Clinical Genetics Flashcards
How are genetic disorders classified?
- Mendelian disorders - conditions caused by a single mutation; can be autosomal recessive, autosomal dominant or X-linked. Rare with a high recurrence rate.
- Chromosomal abnormalities - the inheritance pattern is not like Mendelian conditions - often empirical; in translations these abnormalities can be inherited. Usually de novo. Affects the overall gene balance. Account for the majority of spontaneous abortions. Multiple organ systems are affected.
- Multifactorial - caused by a combination of genes and environment. More common with a low recurrence rate.
- Mitochondrial disorders - Due to mutations in mitochondrial DNA which is past down from the mother. The mitochondrial genes mostly code for proteins involved in oxidative phosphorylation - and so cause issues in tissues with a high energy demand.
- Somatic mutations - mutations in somatic cells. usually de novo - can lead to mosaicism. Not passed down onto children.
What is the difference between penetrance and expressivity?
Penetrance: The proportion of individuals with a genetic variant that also display phenotypic characteristics. A high penetrance is where everyone with the condition will have the symptoms. The condition is not effected by other genes or the environment.
Expressivity: variation in phenotypic expression when an allele is penetrant.
What is the difference between autosomal dominant, autosomal recessive and X-linked patterns? What is the percentage of a child of a parent with each of these conditions having an affected child if with a normal parent?
Autosomal recessive: The individual must be homozygous for an allele in order to inherit the condition.
The chance is 25% with a 50% of being a carrier.
Autosomal dominant: The individual needs only to have one variant to have the disorder.
The chance is 50%.
X-Linked Patterns: The variant is found on the tail of the X-chromosome missing in the Y chromosome. As a result, it is expresses mainly in males.
The chance is 25% of having an an affected male if the mother is a carrier and the father is normal.
Give an example of a multifactorial inheritance.
Multiple Sclerosis
What is the genetic basis of dominantly inherited familial cancer syndromes?
A hereditary cancer syndrome is present when a person, because of an inherited mutation, has an increased risk of developing certain tumours. In most known hereditary malignant syndromes the elevated cancer risk is due to a mutation of a single gene. The affected genes concerned usually have a controlling function on the cell cycle or the repair of DNA damage. Sporadically occurring are also caused by an increased incidence of mutations in these genes.
What are mitochondrial disorders? Give an example.
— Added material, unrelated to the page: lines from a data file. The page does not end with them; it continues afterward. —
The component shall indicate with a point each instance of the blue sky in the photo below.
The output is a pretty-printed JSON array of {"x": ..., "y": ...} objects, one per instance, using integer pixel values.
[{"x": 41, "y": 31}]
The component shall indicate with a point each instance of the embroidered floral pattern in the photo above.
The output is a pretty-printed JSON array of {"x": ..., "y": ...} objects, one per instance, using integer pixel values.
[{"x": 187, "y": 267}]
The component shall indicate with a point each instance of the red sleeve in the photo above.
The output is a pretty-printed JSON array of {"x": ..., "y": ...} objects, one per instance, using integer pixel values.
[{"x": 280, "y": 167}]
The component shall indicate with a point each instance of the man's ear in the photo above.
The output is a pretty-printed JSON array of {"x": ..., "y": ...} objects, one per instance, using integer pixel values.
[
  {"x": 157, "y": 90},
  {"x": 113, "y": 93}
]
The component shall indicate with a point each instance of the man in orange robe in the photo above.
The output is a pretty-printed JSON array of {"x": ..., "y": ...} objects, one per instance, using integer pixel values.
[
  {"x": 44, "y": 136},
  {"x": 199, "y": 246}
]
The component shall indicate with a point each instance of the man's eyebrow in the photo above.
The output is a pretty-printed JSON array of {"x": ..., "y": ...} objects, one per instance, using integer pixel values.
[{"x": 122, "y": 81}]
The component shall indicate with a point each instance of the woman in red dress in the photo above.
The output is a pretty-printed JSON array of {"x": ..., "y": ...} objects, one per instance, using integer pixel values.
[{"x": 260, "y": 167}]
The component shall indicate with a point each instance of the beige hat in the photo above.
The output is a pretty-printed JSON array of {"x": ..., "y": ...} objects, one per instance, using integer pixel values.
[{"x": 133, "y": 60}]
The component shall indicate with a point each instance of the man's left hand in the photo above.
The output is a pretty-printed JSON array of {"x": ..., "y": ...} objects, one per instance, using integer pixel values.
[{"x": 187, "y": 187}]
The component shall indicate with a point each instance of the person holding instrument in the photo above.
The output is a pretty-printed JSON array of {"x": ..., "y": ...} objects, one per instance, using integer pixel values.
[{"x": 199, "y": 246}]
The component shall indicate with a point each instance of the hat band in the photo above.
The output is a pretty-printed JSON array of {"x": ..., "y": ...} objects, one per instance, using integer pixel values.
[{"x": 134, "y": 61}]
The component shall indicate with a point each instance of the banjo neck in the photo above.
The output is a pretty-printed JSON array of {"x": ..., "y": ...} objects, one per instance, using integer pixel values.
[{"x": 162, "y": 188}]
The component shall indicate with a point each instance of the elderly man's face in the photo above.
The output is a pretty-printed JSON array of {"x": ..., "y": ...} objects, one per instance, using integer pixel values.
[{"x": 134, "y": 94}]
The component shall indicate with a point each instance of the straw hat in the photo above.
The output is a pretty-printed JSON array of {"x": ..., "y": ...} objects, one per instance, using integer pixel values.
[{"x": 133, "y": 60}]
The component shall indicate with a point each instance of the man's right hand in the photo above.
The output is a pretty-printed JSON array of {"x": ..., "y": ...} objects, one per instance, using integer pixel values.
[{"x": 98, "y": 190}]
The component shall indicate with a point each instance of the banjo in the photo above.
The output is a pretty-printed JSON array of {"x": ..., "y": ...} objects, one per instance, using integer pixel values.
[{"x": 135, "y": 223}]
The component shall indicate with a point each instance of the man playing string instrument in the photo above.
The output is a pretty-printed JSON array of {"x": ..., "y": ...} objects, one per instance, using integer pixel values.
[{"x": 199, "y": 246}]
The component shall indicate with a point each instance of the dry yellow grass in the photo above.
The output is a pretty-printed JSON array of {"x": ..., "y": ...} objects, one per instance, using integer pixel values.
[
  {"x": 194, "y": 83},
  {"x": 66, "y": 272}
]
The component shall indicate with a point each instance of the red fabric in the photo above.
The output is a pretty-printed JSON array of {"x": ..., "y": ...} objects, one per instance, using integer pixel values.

The mutation resides on the mitochondrial DNA – contains only 30-34 genes. These genes are usually related to oxidative phosphorylation. They are maternally inherited. Mitochondrial inheritance disorders usually are expresses in cells with a high energy demand.
Example: Leber hereditary optic neuropathy. degeneration of retinal ganglion cells (RGCs) and their axons that leads to an acute or subacute loss of central vision; this affects predominantly young adult males.
What is the difference between mitosis and meiosis?
Meiosis is used only for the production of gametes. It is reduction division - it reduces the chromosome number to 23. It ensures every gamete is genetically unique through cross-over and independent assortment. Each homologue replicates to give two sister chromatids.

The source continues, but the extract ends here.